Unicode Support

Unicode is the general name given to the collection of character encoding schemes that can be used to represent most national languages. The main encodings defined under Unicode are UTF-8, UTF-16 and UTF-32 (where UTF stands for Unicode Transformation Format).

The COBOL development system uses UTF-16 as its representation for national characters. This means that each national character takes up 2 bytes of memory, and there are 65536 possible character combinations available.

The UTF-8 encoding scheme is a variable-width Unicode encoding. Each valid Unicode code point is encoded using one to four 8-bit bytes. UTF-8 is a popular encoding scheme, as it is backward-compatible (with ACSII); it is endianness independent; and it is often provides a more compact representation of Unicode than compared to UTF-16.

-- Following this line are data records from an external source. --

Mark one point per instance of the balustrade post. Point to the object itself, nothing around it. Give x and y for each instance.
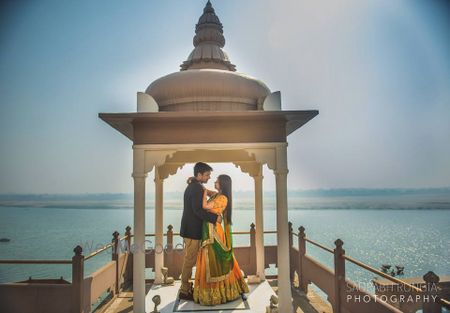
(339, 275)
(78, 281)
(128, 275)
(291, 245)
(168, 258)
(115, 258)
(430, 303)
(303, 284)
(128, 239)
(252, 249)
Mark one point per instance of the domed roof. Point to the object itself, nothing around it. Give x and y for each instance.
(207, 90)
(207, 80)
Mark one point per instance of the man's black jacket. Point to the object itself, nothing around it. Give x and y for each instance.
(193, 212)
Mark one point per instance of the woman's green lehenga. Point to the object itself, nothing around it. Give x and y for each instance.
(218, 278)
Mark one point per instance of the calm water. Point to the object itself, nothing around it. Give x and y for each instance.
(411, 230)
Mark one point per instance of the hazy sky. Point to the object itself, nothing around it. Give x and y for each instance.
(377, 70)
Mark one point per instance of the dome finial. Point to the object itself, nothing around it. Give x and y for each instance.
(208, 43)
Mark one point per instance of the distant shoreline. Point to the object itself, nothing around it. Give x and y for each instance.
(319, 199)
(333, 192)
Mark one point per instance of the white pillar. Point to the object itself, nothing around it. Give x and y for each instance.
(138, 247)
(284, 281)
(159, 234)
(259, 220)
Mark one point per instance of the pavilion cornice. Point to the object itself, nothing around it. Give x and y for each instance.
(209, 126)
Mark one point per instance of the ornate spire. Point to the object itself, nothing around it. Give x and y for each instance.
(208, 43)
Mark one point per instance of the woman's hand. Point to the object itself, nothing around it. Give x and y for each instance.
(211, 193)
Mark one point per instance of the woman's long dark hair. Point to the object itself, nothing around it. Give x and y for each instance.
(225, 189)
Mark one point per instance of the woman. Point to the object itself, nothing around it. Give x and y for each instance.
(218, 278)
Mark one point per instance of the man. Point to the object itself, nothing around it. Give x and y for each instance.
(191, 224)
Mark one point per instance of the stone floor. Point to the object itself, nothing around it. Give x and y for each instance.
(310, 303)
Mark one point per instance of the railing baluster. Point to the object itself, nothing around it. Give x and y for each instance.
(339, 274)
(77, 280)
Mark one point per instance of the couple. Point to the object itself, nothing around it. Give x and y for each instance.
(208, 244)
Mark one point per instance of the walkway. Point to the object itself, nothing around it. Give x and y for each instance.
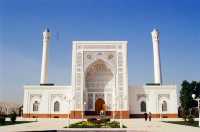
(134, 125)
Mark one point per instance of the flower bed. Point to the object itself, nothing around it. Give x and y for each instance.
(96, 123)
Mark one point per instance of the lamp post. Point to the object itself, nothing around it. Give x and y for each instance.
(197, 99)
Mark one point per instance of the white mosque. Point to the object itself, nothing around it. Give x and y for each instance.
(99, 82)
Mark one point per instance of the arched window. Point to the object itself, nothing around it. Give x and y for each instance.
(36, 106)
(164, 106)
(143, 106)
(56, 106)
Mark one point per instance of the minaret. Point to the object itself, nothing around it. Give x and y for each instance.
(44, 67)
(156, 57)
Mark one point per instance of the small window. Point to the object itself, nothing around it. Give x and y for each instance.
(56, 106)
(35, 106)
(143, 106)
(164, 106)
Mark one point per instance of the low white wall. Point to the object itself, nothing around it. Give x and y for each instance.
(46, 96)
(153, 96)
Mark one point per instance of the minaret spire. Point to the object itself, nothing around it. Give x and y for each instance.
(156, 55)
(44, 66)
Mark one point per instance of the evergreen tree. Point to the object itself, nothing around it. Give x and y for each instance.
(186, 98)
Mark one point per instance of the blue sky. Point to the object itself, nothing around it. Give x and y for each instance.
(22, 23)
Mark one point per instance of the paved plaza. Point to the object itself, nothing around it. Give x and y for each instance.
(134, 125)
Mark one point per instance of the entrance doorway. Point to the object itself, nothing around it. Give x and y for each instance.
(99, 105)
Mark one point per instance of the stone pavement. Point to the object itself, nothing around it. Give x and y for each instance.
(134, 125)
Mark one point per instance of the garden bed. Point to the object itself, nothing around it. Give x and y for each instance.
(96, 123)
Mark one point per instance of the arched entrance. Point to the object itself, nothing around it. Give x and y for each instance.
(99, 79)
(99, 105)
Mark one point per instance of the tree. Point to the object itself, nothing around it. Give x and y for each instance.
(187, 103)
(186, 98)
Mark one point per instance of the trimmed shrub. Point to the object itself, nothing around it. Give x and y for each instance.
(13, 117)
(2, 119)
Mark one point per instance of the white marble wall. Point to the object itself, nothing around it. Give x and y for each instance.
(46, 96)
(153, 95)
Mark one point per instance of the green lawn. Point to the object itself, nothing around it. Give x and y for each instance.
(17, 122)
(195, 124)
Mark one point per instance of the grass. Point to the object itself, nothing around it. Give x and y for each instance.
(195, 124)
(11, 123)
(95, 124)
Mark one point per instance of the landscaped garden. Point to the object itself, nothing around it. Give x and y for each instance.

COBOL applications are increasingly moving towards the use of Unicode to manage application data from multiple national languages in a single application. The COBOL language support for Unicode is in compliance with the ISO2002 COBOL standard. National data can be stored in standard COBOL files or in an SQL database. In addition, the Unicode support can be used to pass national character strings directly between COBOL and Java. In DBCS environments, it can also be used side-by-side with the existing DBCS support, making it possible to incrementally transition existing DBCS applications over to Unicode as needed.